December 15, 2001
Fellowships provide something that's always in short supply for faculty members and graduate students--extended blocks of time to do research. Now Tulane faculty members and graduate students working in the area of ethics and public affairs need look no further than their own backyard to find fellowship support. The Center for Ethics and Public Affairs, under the auspice of Tulane's Murphy Institute for Political Economy, is sponsoring universitywide fellowships for faculty members who are exploring ethical and moral issues in their teaching and research.
Fellowships also will be offered to Tulane graduate students who have completed their preliminary examinations.
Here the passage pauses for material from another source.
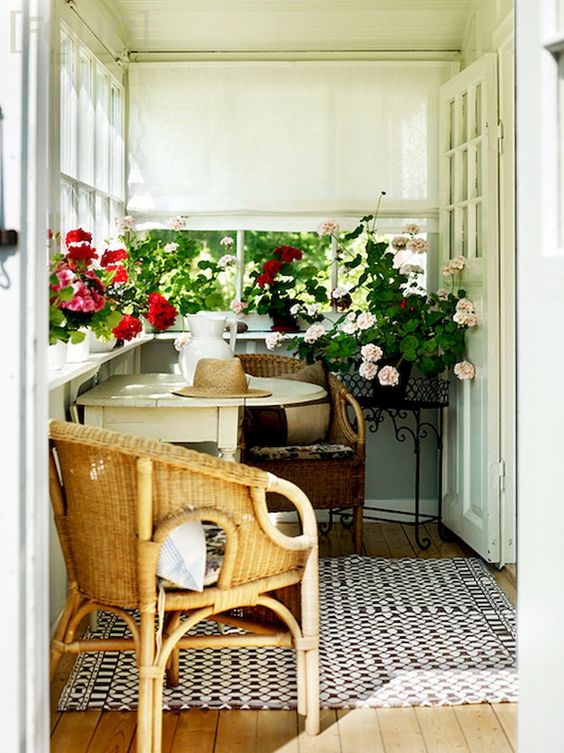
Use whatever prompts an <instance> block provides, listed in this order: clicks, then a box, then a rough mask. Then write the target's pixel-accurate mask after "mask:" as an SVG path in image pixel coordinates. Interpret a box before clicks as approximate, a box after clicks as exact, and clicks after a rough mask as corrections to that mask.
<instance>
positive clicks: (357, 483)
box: [239, 353, 366, 553]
Rick Teichgraeber, director of the Murphy Institute and interim head of the ethics and public affairs center, says the fellowships provide an infrastructure for advanced faculty research as well as a stimulus for improving production of PhDs.
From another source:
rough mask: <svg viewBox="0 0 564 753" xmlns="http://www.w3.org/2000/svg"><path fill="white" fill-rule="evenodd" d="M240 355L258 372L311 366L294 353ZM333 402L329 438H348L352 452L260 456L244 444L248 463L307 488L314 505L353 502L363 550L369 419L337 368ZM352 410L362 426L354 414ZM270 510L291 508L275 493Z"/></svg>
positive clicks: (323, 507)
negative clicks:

"This is the first venture that I know of uptown to provide a substantial infusion of financial support for faculty and graduate-student fellowships, and to do it in a way that is designed to serve a universitywide scholarly community," he says.
The Center for Ethics and Public Affairs, which is in the first year of a three-year startup phase, is funded partly by a $300,000 Wall Fund grant. Substantial support for the center also comes from the Tulane Murphy Foundation and more modest support from the deans of the schools of business, law, engineering and architecture, as well as the dean of the liberal arts and sciences faculty.
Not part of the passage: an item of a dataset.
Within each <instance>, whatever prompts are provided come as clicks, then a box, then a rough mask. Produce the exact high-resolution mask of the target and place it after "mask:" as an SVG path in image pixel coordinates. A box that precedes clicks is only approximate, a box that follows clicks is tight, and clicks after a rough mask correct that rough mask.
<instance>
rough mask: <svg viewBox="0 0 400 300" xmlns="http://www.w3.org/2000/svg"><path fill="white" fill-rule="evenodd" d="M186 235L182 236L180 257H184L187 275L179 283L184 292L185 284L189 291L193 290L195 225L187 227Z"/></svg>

"This is a bottom-up initiative," says Teichgraeber. Tulane has many faculty members whose teaching and research focus on ethical questions. The center is about allowing them to do what they're doing more visibly and more successfully.
Critical issues of right and wrong, justice and injustice, citizenship and community, the ethics of scientific research and the ethics of the professions are being examined by faculty and graduate students in departments and schools across the university. Teichgraeber hopes they will step forward and apply for the fellowships by the Jan. 22 deadline. Teichgraeber sees the faculty fellowships, which this year are restricted to Tulane faculty but in subsequent years will be awarded in an international competition, as a way to enhance the reputation of the university.
Faculty and graduate students will participate in weekly seminars organized by the center. Such interaction is not likely to happen, says Teichgraeber, without having the architecture of an interdisciplinary center like this. "That is an important part of the center because the idea here is that you break down barriers between units."
The center's interdisciplinary purpose is reflected in its faculty executive committee, which comprises 14 faculty members from the schools of architecture, engineering, law, medicine and public health and tropical medicine, as well as from the liberal arts and sciences departments of political science and philosophy. The committee members or a subcommittee, if some members apply for the fellowships themselves, will make the selections of the fellowship recipients in March.
Under the umbrella of the Murphy Institute, the center aims to expand the institute's mission and make it more of a universitywide resource. The Murphy Institute was founded in 1980 as a program concerned with the study of the interconnections between politics and economics. It has focused on the undergraduate political economy major, and it has also sponsored faculty conferences, lectures and a series of political economy papers.
Teichgraeber says that from the start the Murphy Institute was expansive in its approach to political economy as an interdisciplinary field and has not limited its program to economics and more traditional political science. As he sought ways to advance the Murphy Institute and spread its intellectual and financial resources more broadly through the university, Teichgraeber says he looked at the landscape of the university and at the strengths of Murphy Institute faculty.
"It was clear that our strength, both in teaching and research, fell in the area of moral and political philosophy. The new journal Politics, Philosophy & Economics, edited by philosophy professor Gerald Gaus and associate professor Jonathan Riley, is visible evidence of that academic strength."
Teichgraeber says the journal is an important part of the center's external identity, and it provides an opportunity for Tulane faculty to showcase their work in the same arena with eminent international scholars. Lisa Luongo is the managing editor of the journal and also will coordinate the application process for the fellowships. While the ethics and public affairs center awaits the go-ahead to build or renovate a site for its offices and seminar rooms, Teichgraeber says he didn't want to delay offering the fellowships.
"We decided we needed to get some momentum. We needed to get some resources in the hands of Tulane faculty and graduate students now."